El camarero se acercó hacia ella.
—Casi parece un atardecer cualquiera. Nadie diría
que se trata del último.
La chica se volvió hacia el camarero. Dejó escapar
un suspiro de alivio.
—¿Me pones una menta con lima, por favor?
—Claro —él le sonrió.
—Mucha menta y poca lima.
El camarero se alejó unos metros y rebuscó debajo de
la barra. Enseguida regresó con un vaso alargado que contenía tres cubitos de
hielo con forma de corazón.
—Con hielo, supongo.
Ella afirmó con un gesto.
Él mezcló las bebidas y las agitó hasta conseguir un
tono verdoso, casi fosforescente. Al final incluyó una cáscara de limón que se
enroscó ansiosa sobre los cubitos.
Puso la bebida frente a ella y la chica tomó un sorbo.
—Mmmm. Está muy bueno. Gracias.
—De nada —El camarero se fijó entonces en el exiguo
vestidito de lentejuelas y leds que se pegaba como un guante al cuerpo de la
chica—. ¿No te unes a ellos?
Con un gesto señaló al grupo que permanecía en el
suelo perdido en su propio paraíso. Aún mantenían los ojos entre abiertos, pero
en blanco. Algunos babeaban y otros soltaban espumarajos por la boca.
—No. Yo prefiero verlo.
El camarero echó un vistazo alrededor.
—Creo que somos los últimos conscientes entre todos
estos.
Ella lanzó una mirada distraída a los cuerpos que se
repartían por la inmensa sala. Unos pocos se encontraban tumbados sobre las butacas,
los divanes, las camas y los cojines, pero la mayoría se encontraba sin
sentido, sobre el suelo, bañados en sus propios vómitos y todo tipo de fluidos.
—Ese aún se mueve.
Ella apenas le dedicó una mirada de refilón.
—Por poco tiempo. Está puesto de todo. Hasta arriba.
Ya no sabe ni quién es.
—Nadie lo sabe —él la interrumpió.
—Yo sí.
—¿Y quién eres? ¿Cómo has llegado aquí?
—Soy una simple chica entre tantas otras. Nací bonita
y Madame Gesteau me adoptó —contestó arrastrando cada palabra—. Vine con Don Boscino.
Él pagó por mí.
El camarero se volvió hacia el montón de cuerpos
desnudos que, en una completa confusión, se apiñaban junto a la piscina.
—Don Boscino, vaya. Uno de los grandes —La chica
asintió—. ¿Te importa si me pongo un whisky?

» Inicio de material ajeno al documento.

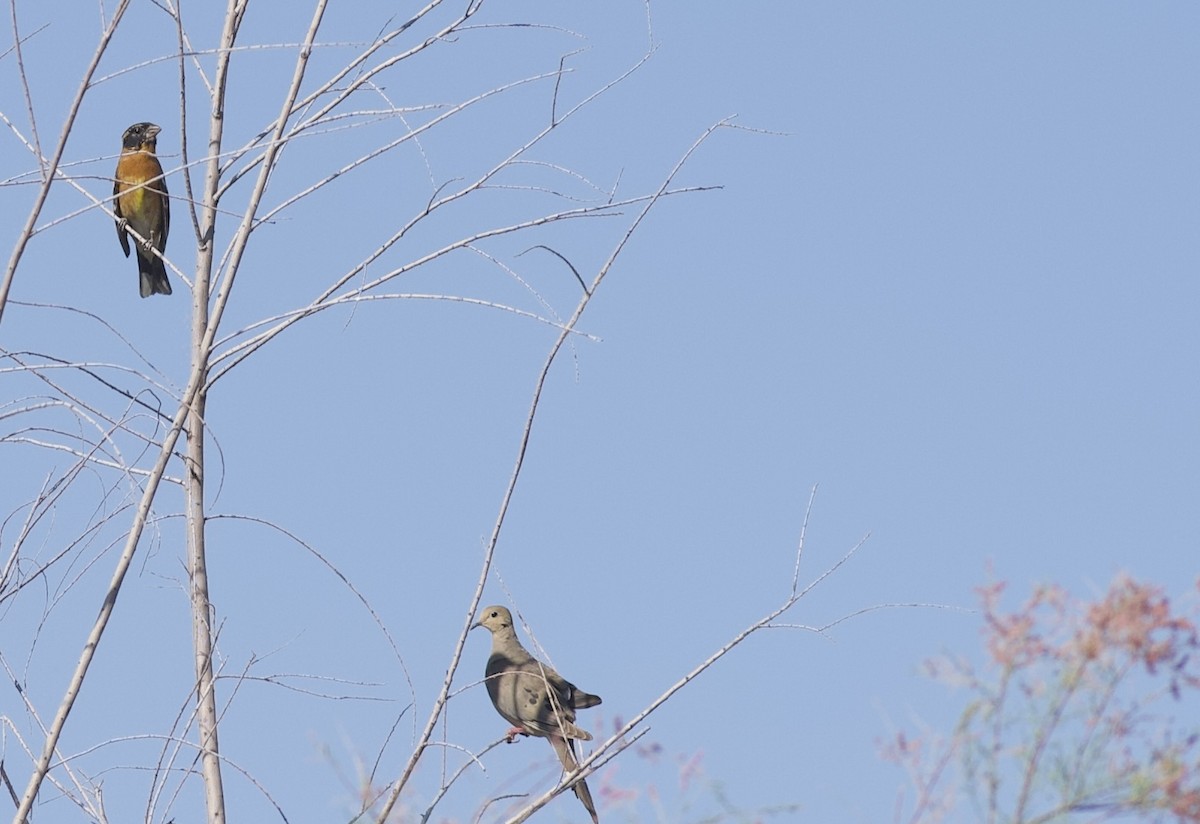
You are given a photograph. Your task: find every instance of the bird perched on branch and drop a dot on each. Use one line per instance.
(534, 698)
(141, 203)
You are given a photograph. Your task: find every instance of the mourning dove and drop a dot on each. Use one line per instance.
(534, 698)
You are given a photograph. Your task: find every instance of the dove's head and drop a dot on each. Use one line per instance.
(495, 619)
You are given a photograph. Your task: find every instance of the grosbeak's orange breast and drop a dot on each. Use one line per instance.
(141, 202)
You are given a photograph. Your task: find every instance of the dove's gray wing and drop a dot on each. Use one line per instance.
(534, 698)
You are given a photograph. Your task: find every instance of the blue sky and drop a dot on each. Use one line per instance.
(954, 286)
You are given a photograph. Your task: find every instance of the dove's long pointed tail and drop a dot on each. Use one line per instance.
(565, 751)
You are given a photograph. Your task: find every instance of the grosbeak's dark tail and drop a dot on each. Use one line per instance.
(141, 203)
(154, 275)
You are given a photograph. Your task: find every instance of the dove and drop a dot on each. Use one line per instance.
(534, 698)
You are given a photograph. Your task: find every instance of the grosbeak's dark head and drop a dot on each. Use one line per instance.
(141, 137)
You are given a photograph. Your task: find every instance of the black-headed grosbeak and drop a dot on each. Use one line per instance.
(139, 199)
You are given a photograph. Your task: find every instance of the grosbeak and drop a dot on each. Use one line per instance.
(139, 199)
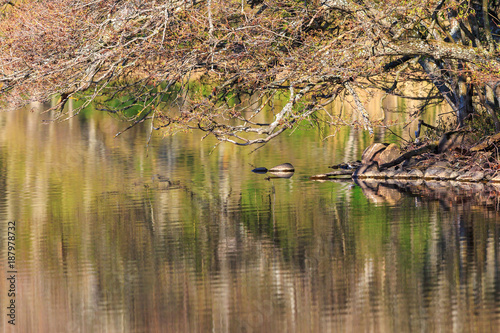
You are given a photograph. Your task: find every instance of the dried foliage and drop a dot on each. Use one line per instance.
(151, 55)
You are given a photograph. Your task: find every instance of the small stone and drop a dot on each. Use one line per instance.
(415, 173)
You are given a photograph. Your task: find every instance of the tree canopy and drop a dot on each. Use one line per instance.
(148, 53)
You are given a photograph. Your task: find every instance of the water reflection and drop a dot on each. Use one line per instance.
(114, 237)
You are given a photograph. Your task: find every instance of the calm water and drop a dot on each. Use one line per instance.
(181, 237)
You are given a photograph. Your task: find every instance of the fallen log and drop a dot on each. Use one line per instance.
(342, 172)
(406, 156)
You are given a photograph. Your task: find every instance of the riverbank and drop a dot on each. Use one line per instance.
(455, 157)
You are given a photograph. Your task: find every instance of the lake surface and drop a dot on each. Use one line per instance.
(179, 236)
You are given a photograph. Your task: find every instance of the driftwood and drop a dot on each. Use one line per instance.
(342, 172)
(408, 155)
(487, 143)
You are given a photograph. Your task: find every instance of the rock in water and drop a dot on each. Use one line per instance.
(285, 167)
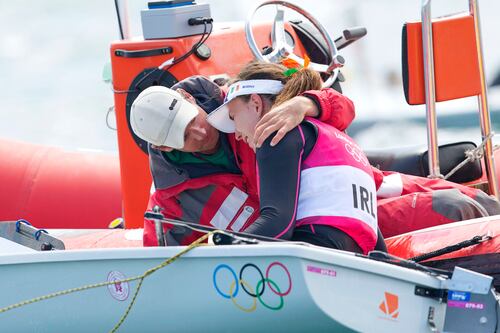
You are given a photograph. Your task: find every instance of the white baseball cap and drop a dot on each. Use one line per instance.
(160, 115)
(219, 118)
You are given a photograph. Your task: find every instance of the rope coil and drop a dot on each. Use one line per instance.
(471, 155)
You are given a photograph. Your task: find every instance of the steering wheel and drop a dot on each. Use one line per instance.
(281, 49)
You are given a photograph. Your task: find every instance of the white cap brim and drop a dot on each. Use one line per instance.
(219, 118)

—Como quieras... Mientras no te emborraches.
—No lo haré. Yo también quiero verlo.
El camarero buscó una botella achatada y colocó un
vaso ancho ante él.
—¿Y tú? ¿Cuál es tu historia?
—Es una larga historia...
—Pues no tenemos mucho tiempo —ella sonrió con
tristeza.
—Dejémoslo entonces en que soy un camarero. Trabajaba
para EndiCorp. Era un buen trabajo. Muy bien pagado. Alguien tenía que poner
las copas a todos estos —Hizo un gesto amplio—. Y aquí estoy.
—Y ¿sigues poniendo copas? —ella señaló su bebida—
¿Incluso en el último momento?
—Como la orquesta del Titanic. He tocado hasta el
final. No me importa. Sobre todo si se trata de trabajar para una mujer guapa
como tú. Me gusta mi trabajo.
—Yo odio el mío.
—Ahora ya da igual.
—Sí. Supongo.
Los dos dirigieron sus miradas hacia la cristalera.
Se había levantado un poco de viento y la cresta de
las olas del mar se revolvía entre amplias espumas blancas. Un puñado de polvo
y de tierra se vio arrastrado por una ráfaga de aire.
—Qué luz tan rara. El sol ya no se ve.
—Está tras las nubes y la ceniza.
El camarero probó su bebida.
—Siempre pensé que el último atardecer sería más
espectacular —dijo ella antes de llevarse su vaso a los labios.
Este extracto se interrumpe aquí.